Nestes tempos extraordinários, a mudança é uma constante. A incerteza é a única que paira à frente. A fé se torna um guia necessário para avançar e dar passos na construção de novos projetos de vida. E foi Gramsci, nas muitas cartas da prisão, que usou a expressão "interregnum", hiato de tempo entre a morte de um rei e a entronização de seu sucessor, para falar destes tempos difíceis.
Para ele este é um tempo em que “o velho está morrendo e o novo não pode nascer”. É a crise. Nela que surge uma grande variedade de “sintomas mórbidos”, líderes populistas, salvadores da pátria e negacionistas. Muitos desses dizem e fazem coisas que trazem mais dúvidas do que certeza. É como se todos vivessem, dia após dia, sobre um grande monte de gelo, mas sem conseguir matar a sede.

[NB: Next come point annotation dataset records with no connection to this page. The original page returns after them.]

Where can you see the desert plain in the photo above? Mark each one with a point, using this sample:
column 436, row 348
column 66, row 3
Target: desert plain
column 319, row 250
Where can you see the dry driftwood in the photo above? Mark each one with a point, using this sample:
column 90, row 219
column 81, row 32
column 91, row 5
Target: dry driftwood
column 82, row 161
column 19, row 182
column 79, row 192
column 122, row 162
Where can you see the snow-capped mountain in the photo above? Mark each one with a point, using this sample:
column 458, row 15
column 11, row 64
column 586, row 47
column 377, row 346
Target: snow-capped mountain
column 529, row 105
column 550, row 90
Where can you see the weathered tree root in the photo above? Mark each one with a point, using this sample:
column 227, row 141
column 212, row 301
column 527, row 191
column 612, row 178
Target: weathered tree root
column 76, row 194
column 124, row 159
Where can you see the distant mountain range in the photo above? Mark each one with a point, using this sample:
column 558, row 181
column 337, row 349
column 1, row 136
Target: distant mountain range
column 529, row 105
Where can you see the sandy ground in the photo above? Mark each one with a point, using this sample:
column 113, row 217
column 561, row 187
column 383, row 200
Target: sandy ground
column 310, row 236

Mas é no embalo de Vinicius que é preciso seguir em frente e festejar, afinal temos um grande motivo: é semana do Natal. Data mais importante para os cristãos e o mundo. Trata-se do aniversário de Jesus, o Cristo, que nasceu pobre numa manjedoura, e com sua trajetória de vida deixou a todos uma grande riqueza. O mandamento do amor: “amai a Deus sobre todas as coisas e o próximo como a ti mesmo”. Da morte de cruz, pena capital imposta pelas autoridades, ressuscitou ao terceiro dia, para salvação de todos. Com ele, a vida venceu a morte.
Este tempo é um convite para alimentar a fé, passada de geração em geração. O Natal é como um oásis no deserto escaldante de 2020. E por mais que muitos capixabas tenham motivos para chorar as 4.759 mortes e o sofrimento de muitos dos 228.741 infectados, é hora de parar.
Mesmo em plena pandemia, é preciso brindar e celebrar a vida. É preciso descansar, rever hábitos e comportamentos. Recuperar as energias e revigorar o espírito para seguir em frente. Festejar, rir, rever amigos e parentes. Claro, com todo o cuidado necessário para evitar mais contaminações. Enfim, é necessário curar o coração e deixar a beleza dos instantes contagiar de alegria os nossos dias de vida. Boas Festas e um Feliz e Santo Natal a todos!